9. The method of claim 8, wherein applying the action causes a planning domain object associated with the parameter to be destroyed based on instructions associated with the action.

10. The method of claim 8, wherein applying the action causes a planning domain object associated with the parameter to be created based on instructions associated with the action.

11. The method of claim 8, wherein each action of the plurality of actions includes a plurality of possible independent effects associated with the applying of the action, and one of the plurality of possible independent effects is chosen at random when the action is applied.

12. The method of claim 11, wherein each of the plurality of possible independent effects has an associated probability weighting.

13. The method of claim 8, wherein the dynamic environment includes a video game environment or a simulation environment.

14. The method of claim 8, wherein the received input includes data from an input device used by a human to interact with the dynamic environment.

15. A non-transitory computer-readable medium storing a set of instructions that, when executed by one or more computer processors, causes the one or more computer processors to perform operations for generating behavior with a trait-based planning domain language, the operations comprising:

creating a world model of a dynamic environment, the world model including data defining a state for the world model, the data defining the state including data describing objects within the environment;

receiving input to update the state for the world model, the input including data to change the state and data defining a goal for a future state;

using a machine-learning model to generate a planning state from the state for the world model, the planning state including a plurality of planning domain objects and associated traits, the planning domain objects representing objects within the state for the world model;

using a machine-learning planning module to create a plan, the plan including a plurality of actions to be performed on planning domain objects within the planning state in order to change the state of the world model to a second state wherein the second state is consistent with the goal, and wherein each action of the plurality of actions includes one or more parameters, one or more preconditions, and one or more effects, and wherein each parameter of the one or more parameters includes one or more planning domain objects and associated traits;

performing the plurality of actions within the plan, wherein the performing of the plurality of actions includes performing the following operations for each action of the plurality of actions:

determining, for each parameter of the action, whether a planning domain object associated with the parameter has one or more traits that have been predefined as necessary for the execution of the action;

analyzing one or more preconditions associated with one or more parameters of the action and, based on the preconditions being satisfied, applying the action to a planning domain object associated with the parameter by performing one or more of the following based on instructions associated with the action: modifying values within a trait associated with the planning domain object, adding a trait to the planning domain object, and removing a trait from the planning domain object.

16. The non-transitory computer-readable medium of claim 15, wherein applying the action causes a planning domain object associated with the parameter to be destroyed based on instructions associated with the action.

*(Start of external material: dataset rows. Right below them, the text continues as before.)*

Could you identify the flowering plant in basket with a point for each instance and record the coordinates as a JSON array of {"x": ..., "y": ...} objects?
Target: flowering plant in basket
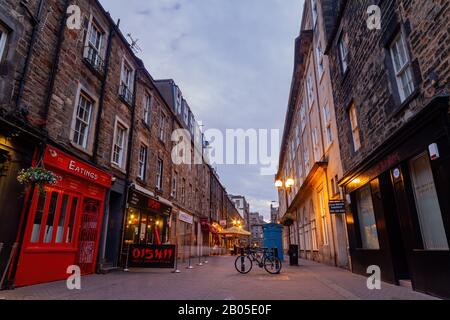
[{"x": 38, "y": 176}]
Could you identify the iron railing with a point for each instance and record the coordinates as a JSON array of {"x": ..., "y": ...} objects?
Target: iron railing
[{"x": 93, "y": 58}]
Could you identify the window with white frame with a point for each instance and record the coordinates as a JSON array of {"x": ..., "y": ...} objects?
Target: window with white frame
[
  {"x": 178, "y": 101},
  {"x": 120, "y": 144},
  {"x": 159, "y": 173},
  {"x": 147, "y": 108},
  {"x": 3, "y": 38},
  {"x": 402, "y": 67},
  {"x": 314, "y": 235},
  {"x": 319, "y": 55},
  {"x": 293, "y": 148},
  {"x": 162, "y": 126},
  {"x": 303, "y": 116},
  {"x": 314, "y": 12},
  {"x": 315, "y": 138},
  {"x": 307, "y": 225},
  {"x": 94, "y": 43},
  {"x": 343, "y": 53},
  {"x": 310, "y": 89},
  {"x": 327, "y": 123},
  {"x": 366, "y": 218},
  {"x": 355, "y": 127},
  {"x": 142, "y": 163},
  {"x": 82, "y": 121},
  {"x": 306, "y": 158},
  {"x": 323, "y": 217},
  {"x": 173, "y": 193}
]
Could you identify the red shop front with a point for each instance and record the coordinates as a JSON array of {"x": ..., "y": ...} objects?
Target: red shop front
[{"x": 64, "y": 222}]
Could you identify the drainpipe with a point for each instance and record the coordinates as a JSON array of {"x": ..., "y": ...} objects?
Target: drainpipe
[
  {"x": 35, "y": 21},
  {"x": 55, "y": 64},
  {"x": 11, "y": 273},
  {"x": 107, "y": 208},
  {"x": 128, "y": 184},
  {"x": 102, "y": 96}
]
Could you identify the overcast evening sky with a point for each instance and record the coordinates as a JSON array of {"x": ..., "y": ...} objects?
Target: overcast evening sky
[{"x": 233, "y": 61}]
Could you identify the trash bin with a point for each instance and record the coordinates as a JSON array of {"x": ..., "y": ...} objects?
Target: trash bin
[{"x": 293, "y": 255}]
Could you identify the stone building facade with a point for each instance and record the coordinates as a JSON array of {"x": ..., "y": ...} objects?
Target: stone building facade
[
  {"x": 391, "y": 93},
  {"x": 310, "y": 156},
  {"x": 79, "y": 103}
]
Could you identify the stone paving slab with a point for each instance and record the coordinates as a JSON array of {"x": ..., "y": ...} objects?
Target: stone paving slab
[{"x": 218, "y": 280}]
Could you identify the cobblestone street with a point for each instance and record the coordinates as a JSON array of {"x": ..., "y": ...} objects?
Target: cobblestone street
[{"x": 218, "y": 280}]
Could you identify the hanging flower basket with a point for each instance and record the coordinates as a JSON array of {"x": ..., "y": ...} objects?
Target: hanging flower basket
[
  {"x": 37, "y": 176},
  {"x": 287, "y": 220}
]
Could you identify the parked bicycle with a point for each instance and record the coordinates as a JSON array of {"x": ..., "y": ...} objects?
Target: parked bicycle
[{"x": 264, "y": 258}]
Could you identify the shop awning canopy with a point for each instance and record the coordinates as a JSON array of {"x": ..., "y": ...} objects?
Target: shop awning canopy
[{"x": 235, "y": 231}]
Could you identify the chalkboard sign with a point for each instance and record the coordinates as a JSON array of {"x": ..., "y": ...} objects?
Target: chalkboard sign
[
  {"x": 336, "y": 207},
  {"x": 152, "y": 256},
  {"x": 141, "y": 201}
]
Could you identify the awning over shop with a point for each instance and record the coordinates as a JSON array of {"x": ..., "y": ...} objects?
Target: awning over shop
[{"x": 236, "y": 232}]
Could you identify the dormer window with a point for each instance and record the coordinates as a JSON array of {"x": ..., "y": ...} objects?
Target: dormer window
[
  {"x": 93, "y": 47},
  {"x": 126, "y": 83}
]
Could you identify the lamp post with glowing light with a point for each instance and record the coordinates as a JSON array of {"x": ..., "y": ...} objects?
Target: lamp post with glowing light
[{"x": 286, "y": 186}]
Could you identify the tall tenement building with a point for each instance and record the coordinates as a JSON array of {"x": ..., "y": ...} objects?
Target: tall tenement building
[
  {"x": 310, "y": 154},
  {"x": 385, "y": 94},
  {"x": 79, "y": 103},
  {"x": 391, "y": 90}
]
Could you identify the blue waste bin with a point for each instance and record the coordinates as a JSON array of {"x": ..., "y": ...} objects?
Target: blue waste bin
[{"x": 273, "y": 237}]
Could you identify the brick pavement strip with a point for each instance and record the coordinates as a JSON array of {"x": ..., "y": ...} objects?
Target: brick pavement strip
[{"x": 218, "y": 280}]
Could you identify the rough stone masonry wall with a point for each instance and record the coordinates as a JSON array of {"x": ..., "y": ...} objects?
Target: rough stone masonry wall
[
  {"x": 368, "y": 81},
  {"x": 15, "y": 19}
]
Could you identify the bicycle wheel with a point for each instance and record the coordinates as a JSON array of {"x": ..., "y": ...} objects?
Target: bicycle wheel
[
  {"x": 243, "y": 264},
  {"x": 272, "y": 265}
]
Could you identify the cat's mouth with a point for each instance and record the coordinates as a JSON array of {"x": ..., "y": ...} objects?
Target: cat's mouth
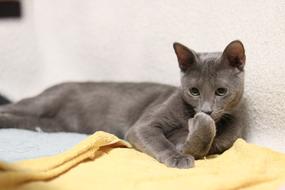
[{"x": 216, "y": 116}]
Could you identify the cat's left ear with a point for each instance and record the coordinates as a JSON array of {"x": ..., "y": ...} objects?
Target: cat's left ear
[{"x": 235, "y": 54}]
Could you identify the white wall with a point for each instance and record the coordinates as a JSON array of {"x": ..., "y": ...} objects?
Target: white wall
[{"x": 132, "y": 40}]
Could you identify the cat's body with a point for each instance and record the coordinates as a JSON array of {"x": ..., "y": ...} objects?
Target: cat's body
[{"x": 164, "y": 121}]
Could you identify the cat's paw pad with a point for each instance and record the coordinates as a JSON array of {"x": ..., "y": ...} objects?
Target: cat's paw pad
[{"x": 180, "y": 161}]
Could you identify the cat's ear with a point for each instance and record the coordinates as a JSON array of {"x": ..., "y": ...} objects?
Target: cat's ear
[
  {"x": 235, "y": 54},
  {"x": 185, "y": 56}
]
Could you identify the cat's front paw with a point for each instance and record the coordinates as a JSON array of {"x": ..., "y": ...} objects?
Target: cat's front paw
[{"x": 180, "y": 161}]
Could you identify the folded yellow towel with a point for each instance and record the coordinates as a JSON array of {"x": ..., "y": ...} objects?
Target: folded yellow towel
[{"x": 102, "y": 161}]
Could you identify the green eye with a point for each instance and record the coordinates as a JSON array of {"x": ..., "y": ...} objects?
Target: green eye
[
  {"x": 221, "y": 91},
  {"x": 194, "y": 91}
]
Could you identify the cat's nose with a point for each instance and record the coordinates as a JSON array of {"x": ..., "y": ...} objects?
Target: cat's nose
[{"x": 208, "y": 112}]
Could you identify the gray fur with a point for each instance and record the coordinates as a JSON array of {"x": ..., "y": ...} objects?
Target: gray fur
[{"x": 163, "y": 121}]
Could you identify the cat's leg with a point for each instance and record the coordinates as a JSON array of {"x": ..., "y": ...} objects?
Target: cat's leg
[
  {"x": 202, "y": 131},
  {"x": 32, "y": 113},
  {"x": 230, "y": 132},
  {"x": 151, "y": 140}
]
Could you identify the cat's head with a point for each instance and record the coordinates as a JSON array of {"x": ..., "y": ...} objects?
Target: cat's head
[{"x": 212, "y": 82}]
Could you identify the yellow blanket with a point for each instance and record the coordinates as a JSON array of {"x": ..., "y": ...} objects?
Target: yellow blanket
[{"x": 102, "y": 161}]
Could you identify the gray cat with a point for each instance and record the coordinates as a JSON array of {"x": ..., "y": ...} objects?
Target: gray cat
[{"x": 172, "y": 124}]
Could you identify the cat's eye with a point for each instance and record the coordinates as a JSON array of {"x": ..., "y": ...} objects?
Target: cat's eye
[
  {"x": 194, "y": 91},
  {"x": 221, "y": 91}
]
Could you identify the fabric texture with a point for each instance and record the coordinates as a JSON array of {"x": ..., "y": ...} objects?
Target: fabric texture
[{"x": 102, "y": 161}]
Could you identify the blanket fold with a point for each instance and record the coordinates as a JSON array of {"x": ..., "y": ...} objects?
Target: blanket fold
[{"x": 102, "y": 161}]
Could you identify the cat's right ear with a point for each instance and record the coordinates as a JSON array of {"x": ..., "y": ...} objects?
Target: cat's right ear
[{"x": 185, "y": 56}]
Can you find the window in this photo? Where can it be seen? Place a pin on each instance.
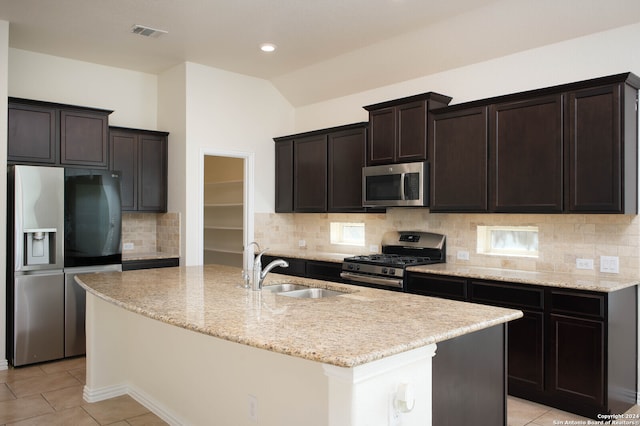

17. The non-transitory computer-readable medium of claim 15, wherein applying the action causes a planning domain object associated with the parameter to be created based on instructions associated with the action.

18. The non-transitory computer-readable medium of claim 15, wherein each action of the plurality of actions includes a plurality of possible independent effects associated with the applying of the action, and one of the plurality of possible independent effects is chosen at random when the action is applied.

19. The non-transitory computer-readable medium of claim 18, wherein each of the plurality of possible independent effects has an associated probability weighting.

20. The non-transitory computer-readable medium of claim 15, wherein the dynamic environment includes a video game environment or a simulation environment.